Ford Motor Co. is temporarily laying off 130 hourly workers and eliminating a shift at its politically important Ohio Truck Plant as demand lags for the F-650 and F-750 medium-duty trucks built there.
The layoffs will last more than four months, from May 8 until the end of September. The automaker said most of the layoffs will be voluntary.

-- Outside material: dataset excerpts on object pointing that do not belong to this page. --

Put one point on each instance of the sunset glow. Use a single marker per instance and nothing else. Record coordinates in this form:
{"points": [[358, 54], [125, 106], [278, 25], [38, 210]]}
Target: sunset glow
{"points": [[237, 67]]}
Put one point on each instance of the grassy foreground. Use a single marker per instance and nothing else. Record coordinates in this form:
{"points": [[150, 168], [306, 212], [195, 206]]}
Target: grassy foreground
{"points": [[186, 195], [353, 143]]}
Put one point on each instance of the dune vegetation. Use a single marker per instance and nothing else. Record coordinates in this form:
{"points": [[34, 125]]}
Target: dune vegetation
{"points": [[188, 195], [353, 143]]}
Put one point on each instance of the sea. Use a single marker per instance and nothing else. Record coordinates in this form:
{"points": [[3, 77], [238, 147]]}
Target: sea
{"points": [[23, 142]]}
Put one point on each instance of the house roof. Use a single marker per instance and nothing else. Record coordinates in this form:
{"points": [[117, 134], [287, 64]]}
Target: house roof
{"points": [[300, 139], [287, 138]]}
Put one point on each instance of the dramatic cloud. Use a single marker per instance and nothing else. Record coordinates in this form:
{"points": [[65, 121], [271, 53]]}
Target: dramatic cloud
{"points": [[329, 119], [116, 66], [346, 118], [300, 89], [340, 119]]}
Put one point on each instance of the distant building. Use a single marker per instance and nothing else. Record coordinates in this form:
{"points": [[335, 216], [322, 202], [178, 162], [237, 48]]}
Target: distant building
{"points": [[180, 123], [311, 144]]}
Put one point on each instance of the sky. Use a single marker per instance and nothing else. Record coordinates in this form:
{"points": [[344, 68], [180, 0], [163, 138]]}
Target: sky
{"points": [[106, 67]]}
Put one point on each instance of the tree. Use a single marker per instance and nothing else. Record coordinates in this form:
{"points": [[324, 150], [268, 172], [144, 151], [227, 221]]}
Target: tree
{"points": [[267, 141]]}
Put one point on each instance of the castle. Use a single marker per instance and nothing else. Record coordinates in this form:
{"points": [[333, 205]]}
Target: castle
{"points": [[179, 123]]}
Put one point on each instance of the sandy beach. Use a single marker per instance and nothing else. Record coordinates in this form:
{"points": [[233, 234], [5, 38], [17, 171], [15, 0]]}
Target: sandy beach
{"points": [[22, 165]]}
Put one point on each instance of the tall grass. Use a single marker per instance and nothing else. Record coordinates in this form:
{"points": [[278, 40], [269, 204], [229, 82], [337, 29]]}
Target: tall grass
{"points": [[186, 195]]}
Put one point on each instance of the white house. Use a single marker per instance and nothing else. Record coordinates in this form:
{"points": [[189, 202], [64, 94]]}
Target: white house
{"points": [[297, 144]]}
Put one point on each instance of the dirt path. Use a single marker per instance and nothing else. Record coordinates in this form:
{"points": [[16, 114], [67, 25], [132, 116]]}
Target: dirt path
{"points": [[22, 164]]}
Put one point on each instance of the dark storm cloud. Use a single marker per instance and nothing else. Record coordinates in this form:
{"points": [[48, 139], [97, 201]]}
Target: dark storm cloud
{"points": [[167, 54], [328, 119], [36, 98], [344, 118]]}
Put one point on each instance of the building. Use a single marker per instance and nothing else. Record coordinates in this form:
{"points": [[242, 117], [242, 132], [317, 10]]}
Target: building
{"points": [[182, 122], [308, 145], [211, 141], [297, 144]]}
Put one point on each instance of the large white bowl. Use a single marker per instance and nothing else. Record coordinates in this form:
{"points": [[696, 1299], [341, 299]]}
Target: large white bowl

Effected employees, if they have at least one year seniority, will receive roughly 75 percent of their pay while on leave.
Ford moved production of the trucks to Ohio from Mexico in August 2015 as a result of the 2011 labor contract with the UAW. The move made headlines last year during the presidential campaign as then-candidate Donald Trump berated Ford and other automakers for moving some vehicle production to Mexico.
Ford said F-650 and F-750 sales are slumping because the trucks, mostly used for construction or other work, are near the end of their product lifecycle.
“We expect demand to pick back up again in September,” Ford spokeswoman Kelli Felker said. “Some fleets are waiting to place their order until the new model year.”
Ford employs about 1,600 hourly workers at the plant, which has produced 4,856 F-650 and F-750 trucks so far this year, Felker said. It also makes E-series cutaway vans.
The layoffs come as automakers reported light-vehicle sales fell 4.7 percent last month, the fourth straight decline. Car deliveries fell 11 percent, while light-duty truck volume dipped 0.1 percent. It was the first time monthly light-truck deliveries dropped year over year since Sept. 2013.